Stability criteria and applications for randomised load balancing schemes
Seminar Room 1, Newton Institute
In this takl, we consider randomised load balancing schemes where an arriving job joins the shortest of $d$ randomly chosen queues from among a pool of $n$ queues. Vvekenskaya, Dobrushin and Karpelevich (1996) considered the case with Poisson imput and exponentially distributed service times and derived an explicit formula for the equilibrium distribution for fixed $d$ as $n$ goes to infinity. Since its tail decays doubly exponentially fast, this distribution is useful in various applications.
Relatively little work has been done for general service times or input. For general service times, the behaviour of the service rule at each queue will now play a role in the behaviour of the system. In particular, the question of under which conditions the system is stable (ie, its underlyign Markov process is positive recurrent) for fixed $n$ is no longer obvious. Ideally one would like to understand the limiting behaviour for such equilibria (provided they exist) as $n$ goes to infinity, as in the first paragraph.
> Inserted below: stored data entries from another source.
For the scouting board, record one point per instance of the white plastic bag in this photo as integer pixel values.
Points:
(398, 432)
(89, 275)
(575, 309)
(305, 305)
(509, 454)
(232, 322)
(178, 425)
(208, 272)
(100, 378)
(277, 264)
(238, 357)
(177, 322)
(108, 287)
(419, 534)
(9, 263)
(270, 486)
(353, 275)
Here, we discuss results that show that for fiex $n$ such systems are always stable for the appropriate notion of traffic intensity. These results also show that the associated equilibria are tight when restricted to a finite number of queues and hence subsequential limits exist as $n$ goes to infinity. It is anticipated that this behaviour will provide a general framework for examining the behaviour of such limits under difference service rules. In this context, we briefly discuss joint work with Y Lu and B Prabhakar on the limiting behaviour of the equilibria when service at each queue is given by the standard first-in, first-out rule.